Purchase Price: $85,000

Closing Costs: $2,400

Rehab: ~ $20,000

Total Costs: $107,400

Refi: ($120,000 x 80% LTV): $96,000

Cash Left in the Deal: $11,400, not a true BRRRR, but still content with the result

Total Rents: $1567

Cashflow: On paper, we're breaking even. I use a fairly conservative 37% CapEx, Repairs, Mgmt Fee, & Vacancy that, combined with our high taxes (for now), is eating our cashflow. As we increase rent, lower vacancy with diligent management, and lower our taxes with our reassessment, we'll steadily increase our cashflow.

Lessons Learned

We need to be better at estimating our ARV. We were convincing ourselves we'd get to use the higher comps in the area rather than assuming they'd use the low ones. We're still happy with the deal, but it's something to look out for on our next one.

Another thing that we didn’t look into as well as we should have was the property taxes. The property is assessed at $170k and the way property taxes are structured in Indy is you pay double (2% instead of 1%) if it’s a rental. That really hurt our cash flow. We filed a subjective appeal in April and are still waiting to get the assessment lowered. It’s a painfully slow process. It’s especially frustrating because I know of a friend who filed in early June and got his adjustment in mid-July. They claim they’re handling them in the order they’re getting them, but that’s not what I’m seeing. We’ll know next time to file immediately if we think we’ve got a chance to actually get it lowered.

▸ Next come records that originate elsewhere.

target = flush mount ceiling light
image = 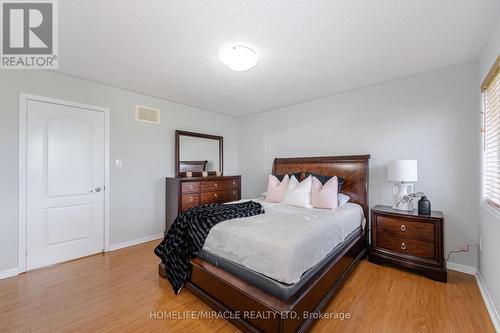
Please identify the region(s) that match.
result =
[219,45,259,72]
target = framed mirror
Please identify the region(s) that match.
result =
[175,130,223,177]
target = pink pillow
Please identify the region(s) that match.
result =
[264,175,290,203]
[311,177,339,209]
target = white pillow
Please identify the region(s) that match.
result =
[281,176,313,208]
[338,193,351,207]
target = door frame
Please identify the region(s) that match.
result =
[17,93,110,274]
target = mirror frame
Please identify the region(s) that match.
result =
[175,130,224,178]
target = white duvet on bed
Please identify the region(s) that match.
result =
[203,199,365,284]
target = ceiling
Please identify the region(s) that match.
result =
[59,0,500,116]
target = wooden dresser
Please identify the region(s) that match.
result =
[370,206,447,282]
[165,176,241,230]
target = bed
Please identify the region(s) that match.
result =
[159,155,370,332]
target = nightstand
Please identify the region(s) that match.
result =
[369,206,447,282]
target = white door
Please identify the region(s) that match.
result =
[26,100,105,269]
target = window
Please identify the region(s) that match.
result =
[481,57,500,209]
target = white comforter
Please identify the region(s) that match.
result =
[203,199,365,284]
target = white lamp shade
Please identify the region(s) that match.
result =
[387,160,418,182]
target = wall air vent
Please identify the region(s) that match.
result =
[135,105,160,124]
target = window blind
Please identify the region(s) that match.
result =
[481,57,500,209]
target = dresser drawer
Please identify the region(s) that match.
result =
[181,194,200,211]
[201,179,240,192]
[375,233,436,259]
[201,189,238,204]
[181,182,200,194]
[376,216,434,242]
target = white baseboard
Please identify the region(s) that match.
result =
[109,233,163,251]
[476,273,500,332]
[0,267,19,280]
[446,261,477,275]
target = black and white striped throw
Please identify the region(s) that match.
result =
[155,201,264,295]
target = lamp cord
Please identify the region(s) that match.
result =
[446,244,479,263]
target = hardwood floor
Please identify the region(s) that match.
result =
[0,241,494,333]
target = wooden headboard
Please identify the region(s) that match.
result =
[273,155,370,220]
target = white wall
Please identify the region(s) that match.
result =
[0,70,238,272]
[476,16,500,324]
[240,64,479,266]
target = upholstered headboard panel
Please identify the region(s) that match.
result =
[273,155,370,220]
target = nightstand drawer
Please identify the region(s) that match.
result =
[181,194,200,211]
[375,216,434,242]
[181,182,200,194]
[375,233,436,259]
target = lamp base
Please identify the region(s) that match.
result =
[392,183,413,211]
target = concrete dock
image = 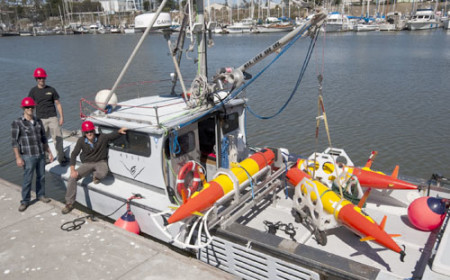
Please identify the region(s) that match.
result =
[0,179,237,280]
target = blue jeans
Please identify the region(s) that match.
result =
[20,155,45,203]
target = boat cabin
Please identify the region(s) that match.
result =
[86,96,248,200]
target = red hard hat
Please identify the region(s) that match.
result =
[33,67,47,78]
[21,97,36,107]
[81,121,95,132]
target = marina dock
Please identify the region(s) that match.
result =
[0,179,236,280]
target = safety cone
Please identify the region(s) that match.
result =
[114,195,142,234]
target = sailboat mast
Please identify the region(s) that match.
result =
[197,0,208,77]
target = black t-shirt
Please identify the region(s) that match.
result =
[28,85,59,119]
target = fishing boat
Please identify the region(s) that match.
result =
[46,0,450,279]
[326,12,353,32]
[407,8,439,30]
[380,12,406,31]
[225,18,255,34]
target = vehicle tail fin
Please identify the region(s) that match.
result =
[391,165,400,179]
[358,188,372,208]
[169,206,205,217]
[359,235,375,242]
[364,151,378,168]
[380,216,387,230]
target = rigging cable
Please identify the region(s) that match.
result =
[179,22,312,128]
[247,27,317,120]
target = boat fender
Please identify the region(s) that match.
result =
[177,160,205,201]
[95,89,118,112]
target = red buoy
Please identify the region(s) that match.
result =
[114,209,141,234]
[408,196,446,231]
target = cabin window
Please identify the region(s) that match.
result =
[222,113,239,134]
[99,126,151,157]
[165,131,195,158]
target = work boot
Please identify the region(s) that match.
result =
[38,196,52,203]
[58,157,69,166]
[61,204,73,215]
[19,203,28,212]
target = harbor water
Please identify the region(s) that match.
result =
[0,29,450,200]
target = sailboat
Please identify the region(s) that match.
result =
[46,0,450,279]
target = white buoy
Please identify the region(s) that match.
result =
[95,89,117,110]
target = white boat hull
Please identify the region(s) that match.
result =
[408,21,438,31]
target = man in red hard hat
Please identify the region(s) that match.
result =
[28,68,68,165]
[61,121,127,214]
[11,97,53,212]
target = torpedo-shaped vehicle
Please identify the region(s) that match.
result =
[167,149,275,224]
[286,166,405,259]
[297,148,417,190]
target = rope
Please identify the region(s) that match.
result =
[221,137,230,168]
[61,194,143,231]
[247,27,317,120]
[180,25,311,128]
[237,164,255,199]
[169,130,181,155]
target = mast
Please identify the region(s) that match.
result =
[197,0,208,78]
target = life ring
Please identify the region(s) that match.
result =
[177,160,205,198]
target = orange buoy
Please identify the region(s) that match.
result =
[114,194,143,234]
[114,210,141,234]
[408,196,447,231]
[167,149,275,224]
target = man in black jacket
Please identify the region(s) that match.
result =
[61,121,127,214]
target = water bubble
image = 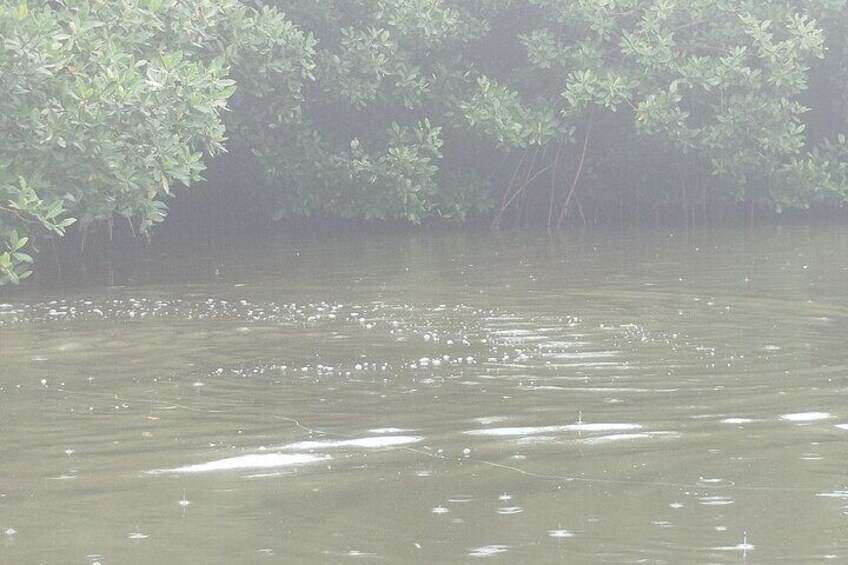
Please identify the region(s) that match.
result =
[468,545,509,557]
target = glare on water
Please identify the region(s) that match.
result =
[0,228,848,565]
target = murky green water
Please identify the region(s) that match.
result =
[0,228,848,565]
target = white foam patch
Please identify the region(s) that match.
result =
[368,428,415,434]
[581,434,651,445]
[468,545,509,557]
[780,412,833,422]
[463,426,568,437]
[148,453,330,474]
[277,436,424,450]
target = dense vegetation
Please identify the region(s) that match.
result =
[0,0,848,284]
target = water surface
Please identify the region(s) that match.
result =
[0,227,848,565]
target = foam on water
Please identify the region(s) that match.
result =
[148,453,330,475]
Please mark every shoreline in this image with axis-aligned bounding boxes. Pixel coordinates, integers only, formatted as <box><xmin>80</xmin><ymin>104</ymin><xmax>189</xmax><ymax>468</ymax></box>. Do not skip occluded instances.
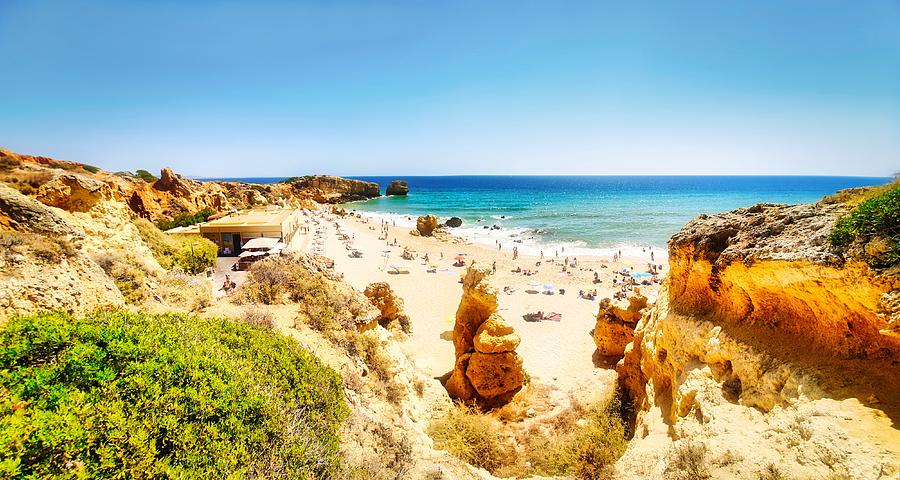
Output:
<box><xmin>294</xmin><ymin>211</ymin><xmax>668</xmax><ymax>392</ymax></box>
<box><xmin>339</xmin><ymin>207</ymin><xmax>668</xmax><ymax>265</ymax></box>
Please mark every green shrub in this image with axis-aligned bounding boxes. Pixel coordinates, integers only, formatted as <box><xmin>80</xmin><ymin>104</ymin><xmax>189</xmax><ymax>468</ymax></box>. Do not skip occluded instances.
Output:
<box><xmin>666</xmin><ymin>441</ymin><xmax>712</xmax><ymax>480</ymax></box>
<box><xmin>156</xmin><ymin>208</ymin><xmax>216</xmax><ymax>230</ymax></box>
<box><xmin>134</xmin><ymin>170</ymin><xmax>159</xmax><ymax>183</ymax></box>
<box><xmin>829</xmin><ymin>185</ymin><xmax>900</xmax><ymax>268</ymax></box>
<box><xmin>134</xmin><ymin>218</ymin><xmax>219</xmax><ymax>275</ymax></box>
<box><xmin>0</xmin><ymin>313</ymin><xmax>348</xmax><ymax>479</ymax></box>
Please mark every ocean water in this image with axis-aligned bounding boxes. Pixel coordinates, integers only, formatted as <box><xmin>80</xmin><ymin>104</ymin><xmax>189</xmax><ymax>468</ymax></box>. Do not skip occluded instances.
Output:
<box><xmin>199</xmin><ymin>176</ymin><xmax>888</xmax><ymax>255</ymax></box>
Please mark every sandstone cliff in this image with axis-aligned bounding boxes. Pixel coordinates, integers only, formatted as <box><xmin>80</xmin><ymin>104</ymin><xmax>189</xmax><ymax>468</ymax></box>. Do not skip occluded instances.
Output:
<box><xmin>0</xmin><ymin>149</ymin><xmax>380</xmax><ymax>221</ymax></box>
<box><xmin>618</xmin><ymin>204</ymin><xmax>900</xmax><ymax>479</ymax></box>
<box><xmin>445</xmin><ymin>266</ymin><xmax>525</xmax><ymax>406</ymax></box>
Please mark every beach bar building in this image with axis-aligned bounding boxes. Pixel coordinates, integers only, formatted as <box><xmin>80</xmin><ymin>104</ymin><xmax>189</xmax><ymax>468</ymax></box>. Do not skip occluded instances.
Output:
<box><xmin>199</xmin><ymin>209</ymin><xmax>303</xmax><ymax>256</ymax></box>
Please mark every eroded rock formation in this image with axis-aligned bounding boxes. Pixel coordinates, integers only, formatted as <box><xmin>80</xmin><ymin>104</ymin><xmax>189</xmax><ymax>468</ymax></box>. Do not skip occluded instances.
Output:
<box><xmin>445</xmin><ymin>266</ymin><xmax>525</xmax><ymax>406</ymax></box>
<box><xmin>594</xmin><ymin>293</ymin><xmax>647</xmax><ymax>356</ymax></box>
<box><xmin>0</xmin><ymin>149</ymin><xmax>379</xmax><ymax>221</ymax></box>
<box><xmin>617</xmin><ymin>204</ymin><xmax>900</xmax><ymax>478</ymax></box>
<box><xmin>416</xmin><ymin>215</ymin><xmax>441</xmax><ymax>237</ymax></box>
<box><xmin>363</xmin><ymin>282</ymin><xmax>410</xmax><ymax>333</ymax></box>
<box><xmin>384</xmin><ymin>180</ymin><xmax>409</xmax><ymax>196</ymax></box>
<box><xmin>444</xmin><ymin>217</ymin><xmax>462</xmax><ymax>228</ymax></box>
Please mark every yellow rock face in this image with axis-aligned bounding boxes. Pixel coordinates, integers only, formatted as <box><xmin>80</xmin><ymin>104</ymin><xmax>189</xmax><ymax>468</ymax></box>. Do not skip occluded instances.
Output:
<box><xmin>466</xmin><ymin>352</ymin><xmax>525</xmax><ymax>399</ymax></box>
<box><xmin>445</xmin><ymin>265</ymin><xmax>525</xmax><ymax>406</ymax></box>
<box><xmin>474</xmin><ymin>313</ymin><xmax>522</xmax><ymax>353</ymax></box>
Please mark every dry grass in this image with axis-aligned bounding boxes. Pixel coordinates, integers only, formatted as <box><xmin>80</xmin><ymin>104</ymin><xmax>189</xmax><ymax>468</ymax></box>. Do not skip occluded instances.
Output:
<box><xmin>428</xmin><ymin>405</ymin><xmax>516</xmax><ymax>472</ymax></box>
<box><xmin>241</xmin><ymin>305</ymin><xmax>275</xmax><ymax>330</ymax></box>
<box><xmin>429</xmin><ymin>400</ymin><xmax>626</xmax><ymax>479</ymax></box>
<box><xmin>666</xmin><ymin>441</ymin><xmax>711</xmax><ymax>480</ymax></box>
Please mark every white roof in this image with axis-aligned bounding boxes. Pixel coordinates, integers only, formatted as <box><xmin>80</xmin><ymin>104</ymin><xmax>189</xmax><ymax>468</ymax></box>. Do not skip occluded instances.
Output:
<box><xmin>244</xmin><ymin>237</ymin><xmax>278</xmax><ymax>250</ymax></box>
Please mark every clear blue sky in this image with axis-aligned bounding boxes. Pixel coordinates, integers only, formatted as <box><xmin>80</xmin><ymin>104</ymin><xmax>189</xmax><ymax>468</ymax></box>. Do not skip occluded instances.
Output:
<box><xmin>0</xmin><ymin>0</ymin><xmax>900</xmax><ymax>176</ymax></box>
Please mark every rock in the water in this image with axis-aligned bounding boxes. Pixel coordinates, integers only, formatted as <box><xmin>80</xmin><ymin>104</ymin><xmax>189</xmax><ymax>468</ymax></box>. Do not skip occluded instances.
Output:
<box><xmin>416</xmin><ymin>215</ymin><xmax>440</xmax><ymax>237</ymax></box>
<box><xmin>444</xmin><ymin>217</ymin><xmax>462</xmax><ymax>228</ymax></box>
<box><xmin>384</xmin><ymin>180</ymin><xmax>409</xmax><ymax>195</ymax></box>
<box><xmin>445</xmin><ymin>265</ymin><xmax>525</xmax><ymax>406</ymax></box>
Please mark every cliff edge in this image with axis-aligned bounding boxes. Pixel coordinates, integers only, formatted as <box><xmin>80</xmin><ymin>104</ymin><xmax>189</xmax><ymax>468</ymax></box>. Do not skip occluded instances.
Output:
<box><xmin>617</xmin><ymin>203</ymin><xmax>900</xmax><ymax>479</ymax></box>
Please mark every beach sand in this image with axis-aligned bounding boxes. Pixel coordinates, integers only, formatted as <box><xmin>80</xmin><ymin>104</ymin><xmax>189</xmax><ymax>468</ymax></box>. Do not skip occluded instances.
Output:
<box><xmin>291</xmin><ymin>212</ymin><xmax>666</xmax><ymax>391</ymax></box>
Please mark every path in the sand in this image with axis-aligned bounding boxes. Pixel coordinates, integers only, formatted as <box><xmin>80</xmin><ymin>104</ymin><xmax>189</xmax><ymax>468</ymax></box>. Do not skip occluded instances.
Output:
<box><xmin>312</xmin><ymin>212</ymin><xmax>655</xmax><ymax>390</ymax></box>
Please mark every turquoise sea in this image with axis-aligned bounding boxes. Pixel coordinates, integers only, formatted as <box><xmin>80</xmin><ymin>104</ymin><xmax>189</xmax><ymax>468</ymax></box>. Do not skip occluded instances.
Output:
<box><xmin>202</xmin><ymin>176</ymin><xmax>889</xmax><ymax>255</ymax></box>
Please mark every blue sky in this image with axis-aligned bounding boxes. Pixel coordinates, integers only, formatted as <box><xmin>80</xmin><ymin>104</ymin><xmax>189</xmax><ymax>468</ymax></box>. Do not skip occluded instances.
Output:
<box><xmin>0</xmin><ymin>0</ymin><xmax>900</xmax><ymax>176</ymax></box>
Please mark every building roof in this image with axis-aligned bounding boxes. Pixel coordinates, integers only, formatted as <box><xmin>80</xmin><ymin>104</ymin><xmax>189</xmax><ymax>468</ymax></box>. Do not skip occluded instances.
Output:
<box><xmin>243</xmin><ymin>237</ymin><xmax>279</xmax><ymax>251</ymax></box>
<box><xmin>166</xmin><ymin>225</ymin><xmax>200</xmax><ymax>235</ymax></box>
<box><xmin>202</xmin><ymin>209</ymin><xmax>296</xmax><ymax>228</ymax></box>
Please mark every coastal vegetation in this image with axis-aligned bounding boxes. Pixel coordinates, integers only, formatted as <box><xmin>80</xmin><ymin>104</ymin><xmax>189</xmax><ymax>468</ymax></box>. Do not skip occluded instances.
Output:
<box><xmin>134</xmin><ymin>218</ymin><xmax>218</xmax><ymax>275</ymax></box>
<box><xmin>156</xmin><ymin>208</ymin><xmax>216</xmax><ymax>230</ymax></box>
<box><xmin>0</xmin><ymin>313</ymin><xmax>348</xmax><ymax>479</ymax></box>
<box><xmin>829</xmin><ymin>181</ymin><xmax>900</xmax><ymax>268</ymax></box>
<box><xmin>428</xmin><ymin>400</ymin><xmax>627</xmax><ymax>479</ymax></box>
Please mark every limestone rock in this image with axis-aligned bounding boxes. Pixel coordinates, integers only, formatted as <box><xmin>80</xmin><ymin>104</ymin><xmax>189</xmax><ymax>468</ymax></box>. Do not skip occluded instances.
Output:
<box><xmin>594</xmin><ymin>294</ymin><xmax>647</xmax><ymax>356</ymax></box>
<box><xmin>416</xmin><ymin>215</ymin><xmax>440</xmax><ymax>237</ymax></box>
<box><xmin>616</xmin><ymin>199</ymin><xmax>900</xmax><ymax>478</ymax></box>
<box><xmin>466</xmin><ymin>352</ymin><xmax>525</xmax><ymax>400</ymax></box>
<box><xmin>153</xmin><ymin>167</ymin><xmax>193</xmax><ymax>198</ymax></box>
<box><xmin>444</xmin><ymin>353</ymin><xmax>475</xmax><ymax>401</ymax></box>
<box><xmin>474</xmin><ymin>313</ymin><xmax>522</xmax><ymax>353</ymax></box>
<box><xmin>363</xmin><ymin>282</ymin><xmax>409</xmax><ymax>333</ymax></box>
<box><xmin>36</xmin><ymin>173</ymin><xmax>113</xmax><ymax>212</ymax></box>
<box><xmin>0</xmin><ymin>185</ymin><xmax>75</xmax><ymax>235</ymax></box>
<box><xmin>384</xmin><ymin>180</ymin><xmax>409</xmax><ymax>196</ymax></box>
<box><xmin>289</xmin><ymin>175</ymin><xmax>381</xmax><ymax>203</ymax></box>
<box><xmin>445</xmin><ymin>265</ymin><xmax>525</xmax><ymax>407</ymax></box>
<box><xmin>444</xmin><ymin>217</ymin><xmax>462</xmax><ymax>228</ymax></box>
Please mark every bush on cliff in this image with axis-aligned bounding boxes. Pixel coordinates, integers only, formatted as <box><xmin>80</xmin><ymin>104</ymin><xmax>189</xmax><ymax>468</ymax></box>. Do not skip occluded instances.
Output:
<box><xmin>134</xmin><ymin>218</ymin><xmax>219</xmax><ymax>275</ymax></box>
<box><xmin>0</xmin><ymin>313</ymin><xmax>348</xmax><ymax>479</ymax></box>
<box><xmin>156</xmin><ymin>208</ymin><xmax>216</xmax><ymax>230</ymax></box>
<box><xmin>829</xmin><ymin>184</ymin><xmax>900</xmax><ymax>268</ymax></box>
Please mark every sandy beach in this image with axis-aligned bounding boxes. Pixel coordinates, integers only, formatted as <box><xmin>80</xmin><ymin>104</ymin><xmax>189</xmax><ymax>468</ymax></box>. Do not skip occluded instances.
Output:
<box><xmin>291</xmin><ymin>212</ymin><xmax>665</xmax><ymax>391</ymax></box>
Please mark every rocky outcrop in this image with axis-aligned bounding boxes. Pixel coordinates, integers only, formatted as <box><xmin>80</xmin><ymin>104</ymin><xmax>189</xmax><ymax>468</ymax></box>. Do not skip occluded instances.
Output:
<box><xmin>0</xmin><ymin>149</ymin><xmax>380</xmax><ymax>221</ymax></box>
<box><xmin>35</xmin><ymin>173</ymin><xmax>115</xmax><ymax>212</ymax></box>
<box><xmin>363</xmin><ymin>282</ymin><xmax>411</xmax><ymax>333</ymax></box>
<box><xmin>289</xmin><ymin>176</ymin><xmax>381</xmax><ymax>203</ymax></box>
<box><xmin>384</xmin><ymin>180</ymin><xmax>409</xmax><ymax>196</ymax></box>
<box><xmin>444</xmin><ymin>217</ymin><xmax>462</xmax><ymax>228</ymax></box>
<box><xmin>0</xmin><ymin>185</ymin><xmax>75</xmax><ymax>235</ymax></box>
<box><xmin>416</xmin><ymin>215</ymin><xmax>440</xmax><ymax>237</ymax></box>
<box><xmin>617</xmin><ymin>204</ymin><xmax>900</xmax><ymax>478</ymax></box>
<box><xmin>445</xmin><ymin>266</ymin><xmax>525</xmax><ymax>407</ymax></box>
<box><xmin>594</xmin><ymin>293</ymin><xmax>647</xmax><ymax>356</ymax></box>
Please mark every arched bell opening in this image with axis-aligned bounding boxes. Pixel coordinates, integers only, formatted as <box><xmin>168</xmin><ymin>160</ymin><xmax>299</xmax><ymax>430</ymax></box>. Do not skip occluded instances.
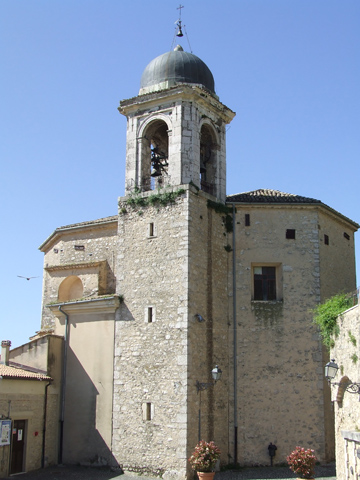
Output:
<box><xmin>141</xmin><ymin>120</ymin><xmax>169</xmax><ymax>191</ymax></box>
<box><xmin>200</xmin><ymin>124</ymin><xmax>218</xmax><ymax>196</ymax></box>
<box><xmin>58</xmin><ymin>275</ymin><xmax>84</xmax><ymax>302</ymax></box>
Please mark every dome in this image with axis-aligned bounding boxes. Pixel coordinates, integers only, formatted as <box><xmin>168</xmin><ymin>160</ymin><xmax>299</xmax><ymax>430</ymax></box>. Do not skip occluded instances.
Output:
<box><xmin>139</xmin><ymin>45</ymin><xmax>215</xmax><ymax>95</ymax></box>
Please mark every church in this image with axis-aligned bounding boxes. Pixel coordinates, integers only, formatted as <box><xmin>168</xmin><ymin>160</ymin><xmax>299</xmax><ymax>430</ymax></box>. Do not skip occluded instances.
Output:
<box><xmin>2</xmin><ymin>40</ymin><xmax>359</xmax><ymax>479</ymax></box>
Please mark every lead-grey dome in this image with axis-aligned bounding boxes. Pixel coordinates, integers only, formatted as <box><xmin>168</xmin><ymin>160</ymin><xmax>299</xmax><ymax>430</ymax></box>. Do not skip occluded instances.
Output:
<box><xmin>139</xmin><ymin>45</ymin><xmax>215</xmax><ymax>95</ymax></box>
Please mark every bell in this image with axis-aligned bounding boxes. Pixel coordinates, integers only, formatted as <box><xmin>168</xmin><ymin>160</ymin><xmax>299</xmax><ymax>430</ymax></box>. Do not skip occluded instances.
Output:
<box><xmin>200</xmin><ymin>160</ymin><xmax>206</xmax><ymax>173</ymax></box>
<box><xmin>150</xmin><ymin>167</ymin><xmax>161</xmax><ymax>178</ymax></box>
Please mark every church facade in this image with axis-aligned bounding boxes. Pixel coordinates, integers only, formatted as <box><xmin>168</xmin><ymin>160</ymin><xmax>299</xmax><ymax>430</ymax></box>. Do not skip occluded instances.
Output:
<box><xmin>19</xmin><ymin>47</ymin><xmax>358</xmax><ymax>478</ymax></box>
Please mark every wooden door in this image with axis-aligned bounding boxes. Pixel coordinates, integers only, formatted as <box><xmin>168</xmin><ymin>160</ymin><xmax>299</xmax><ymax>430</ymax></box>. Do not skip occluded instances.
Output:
<box><xmin>10</xmin><ymin>420</ymin><xmax>26</xmax><ymax>474</ymax></box>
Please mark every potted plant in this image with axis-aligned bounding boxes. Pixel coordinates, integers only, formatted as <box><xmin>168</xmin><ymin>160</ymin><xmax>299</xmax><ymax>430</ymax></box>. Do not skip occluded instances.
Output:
<box><xmin>286</xmin><ymin>447</ymin><xmax>317</xmax><ymax>479</ymax></box>
<box><xmin>189</xmin><ymin>440</ymin><xmax>220</xmax><ymax>480</ymax></box>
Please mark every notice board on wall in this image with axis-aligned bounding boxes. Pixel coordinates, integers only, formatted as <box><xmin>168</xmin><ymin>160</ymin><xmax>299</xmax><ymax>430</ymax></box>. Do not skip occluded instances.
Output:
<box><xmin>0</xmin><ymin>420</ymin><xmax>11</xmax><ymax>447</ymax></box>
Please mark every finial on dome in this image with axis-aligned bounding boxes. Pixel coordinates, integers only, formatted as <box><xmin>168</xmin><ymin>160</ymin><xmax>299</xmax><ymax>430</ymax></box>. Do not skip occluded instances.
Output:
<box><xmin>176</xmin><ymin>3</ymin><xmax>184</xmax><ymax>37</ymax></box>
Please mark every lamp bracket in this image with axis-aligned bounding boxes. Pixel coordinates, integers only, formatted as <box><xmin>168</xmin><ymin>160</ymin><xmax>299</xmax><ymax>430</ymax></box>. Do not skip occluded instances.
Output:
<box><xmin>329</xmin><ymin>380</ymin><xmax>360</xmax><ymax>395</ymax></box>
<box><xmin>196</xmin><ymin>380</ymin><xmax>216</xmax><ymax>393</ymax></box>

We're in the middle of our first flip, but as far as buy-and-hold rentals go, duplexes are great since it's essentially the same amount of work for two doors instead of just one. I would think compared to a SFR, they'd appreciate a little less and be tougher to sell since you're more likely to be selling to another investor than an owner occupant, but for the extra cash flow they seem like the way to go.

Thank You’s

I’ve been totally blown away by how open, friendly, and generous the investing community has been. It surprised me because in a way we’re all competing over the same deals (not really but a bit) that I figured everyone would be secretive and defensive of their team and strategies. We’ve learned a lot from both experienced investors with 50 doors under their belts to others just getting started like us. We’ve also enjoyed a lot of patience from service providers in Indy who’ve had to answer a lot of questions from us newbie’s before we felt confident enough to jump in.